To investigate the value of the land lost and how this happened, Francis and her team started with the USDA Census of Agriculture, using its data to estimate $326-billion-dollar figure by taking nominal land values and compounding them. The estimate is conservative because it doesn’t account for multiplier effects, such as using the land as collateral. Even so, the implications of the loss are devastating.
“Wealth and land is one way in this country that you're able to grow opportunity for your family," Francis told Reuters. “When huge groups of African Americans were denied that opportunity, it speaks to the intergenerational wealth gap that opened up in part due to this type of land loss.”
The Black-white wealth gap is enormous, more than 10 times larger than the income gap between Black and white families. And that number doesn’t account for the lost hopes and dreams, the loss of investment in future generations.
The loss occurred because the USDA itself was—and continues to be—discriminatory against Black farmers, the researchers found. Black farmers were refused loans by USDA agents, who interfered in county elections and restricted the crops Black farmers could grow. On the federal level, USDA policies ensured that money would flow to white landowners and effectively cut out Black ones.
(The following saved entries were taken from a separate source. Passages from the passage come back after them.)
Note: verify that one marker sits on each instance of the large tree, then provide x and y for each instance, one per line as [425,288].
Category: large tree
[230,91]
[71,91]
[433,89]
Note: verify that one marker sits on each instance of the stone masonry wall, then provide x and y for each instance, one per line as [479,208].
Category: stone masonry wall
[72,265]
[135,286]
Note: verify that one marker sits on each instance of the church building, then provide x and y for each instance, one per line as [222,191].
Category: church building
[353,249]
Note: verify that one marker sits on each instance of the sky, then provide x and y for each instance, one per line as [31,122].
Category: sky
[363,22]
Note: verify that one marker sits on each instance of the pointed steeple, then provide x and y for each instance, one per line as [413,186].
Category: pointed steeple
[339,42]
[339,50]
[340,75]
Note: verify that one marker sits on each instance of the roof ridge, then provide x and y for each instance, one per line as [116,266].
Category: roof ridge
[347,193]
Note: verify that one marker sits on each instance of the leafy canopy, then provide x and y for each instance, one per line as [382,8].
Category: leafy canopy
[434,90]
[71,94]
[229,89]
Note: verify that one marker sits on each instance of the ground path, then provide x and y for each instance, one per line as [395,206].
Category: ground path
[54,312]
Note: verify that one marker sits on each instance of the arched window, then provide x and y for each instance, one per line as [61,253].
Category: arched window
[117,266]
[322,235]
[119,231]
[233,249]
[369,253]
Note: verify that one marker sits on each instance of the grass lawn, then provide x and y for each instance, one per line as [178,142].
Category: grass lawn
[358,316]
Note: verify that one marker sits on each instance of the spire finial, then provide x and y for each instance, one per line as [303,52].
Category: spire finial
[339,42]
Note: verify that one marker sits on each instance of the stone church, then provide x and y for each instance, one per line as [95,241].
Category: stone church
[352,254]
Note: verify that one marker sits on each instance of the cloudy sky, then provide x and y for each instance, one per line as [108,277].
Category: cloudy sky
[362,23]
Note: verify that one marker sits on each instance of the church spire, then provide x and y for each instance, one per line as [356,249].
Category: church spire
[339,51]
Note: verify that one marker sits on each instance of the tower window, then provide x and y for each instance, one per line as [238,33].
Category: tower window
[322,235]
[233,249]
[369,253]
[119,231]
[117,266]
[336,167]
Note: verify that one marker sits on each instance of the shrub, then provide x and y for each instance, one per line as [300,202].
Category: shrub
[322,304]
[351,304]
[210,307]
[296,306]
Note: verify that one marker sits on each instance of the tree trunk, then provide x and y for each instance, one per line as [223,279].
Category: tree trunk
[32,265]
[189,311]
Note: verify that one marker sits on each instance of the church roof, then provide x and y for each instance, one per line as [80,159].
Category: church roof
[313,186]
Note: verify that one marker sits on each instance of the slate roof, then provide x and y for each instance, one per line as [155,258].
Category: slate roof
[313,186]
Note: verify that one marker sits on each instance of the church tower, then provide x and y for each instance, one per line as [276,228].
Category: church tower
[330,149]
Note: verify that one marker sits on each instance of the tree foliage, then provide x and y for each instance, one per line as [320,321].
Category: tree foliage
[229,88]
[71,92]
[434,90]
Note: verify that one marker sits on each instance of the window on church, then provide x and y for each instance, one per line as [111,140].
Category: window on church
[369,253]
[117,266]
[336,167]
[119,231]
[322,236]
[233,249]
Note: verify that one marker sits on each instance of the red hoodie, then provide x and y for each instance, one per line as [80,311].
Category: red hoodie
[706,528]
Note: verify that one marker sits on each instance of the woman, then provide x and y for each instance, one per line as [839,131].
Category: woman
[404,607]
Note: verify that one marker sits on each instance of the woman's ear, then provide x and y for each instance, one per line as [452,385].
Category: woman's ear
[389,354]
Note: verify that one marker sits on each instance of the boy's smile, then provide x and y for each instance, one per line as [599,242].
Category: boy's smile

The practices have been so egregious that Black farmers refer to the USDA as “the Last Plantation.”
The enormous loss “destroyed a rural Black middle class that had, by sheer will, emerged in the aftermath of slavery,” the authors wrote in a New Republic article about their findings. “Since family wealth is iterative— growing slowly at first, adding to itself, and accumulating and expanding over time—this blow to a nascent Black middle class has reverberated down the generations.”
ASIAN AMERICANS HAVE BEEN SLAMMED BY A COMBINATION OF THE PANDEMIC AND RACISM
Asian Americans in the Greater Boston area face racial prejudice, mental health concerns, and economic loss because of the pandemic, says a new report from UMB’s Institute for Asian American Studies.
A sizable proportion of those surveyed who have limited formal education and low household income were hit hard by financial loss and loss of work. Many are worried about paying for food and housing.
Boston-area Asian Americans already faced social isolation because of cultural and linguistic differences, said the report, written by Carolyn Wong, a research associate for the institute, and research assistant Ziting Kuang ’21. This was the first survey to reach out to them using a multilingual questionnaire. Almost 200 people participated.
Nearly half the respondents reported that people acted afraid of them because of their race during the pandemic. More than 25 percent of Vietnamese Americans said they had been threatened or harassed because of their race, and over 40 percent of South Asians reported receiving poorer service.
Already high poverty rates among Asian Americans were made worse during the pandemic. Many Asian American workers faced reduced hours or job loss in the hospitality, retail, and food service industries, and small business owners were hit hard by loss of customers.
The authors called for increased funding for mental health services, expansion of social services for people with limited English proficiency, and research on the effects of anti-Asian racism and ways to help Asian American workers and businesses recover from the pandemic.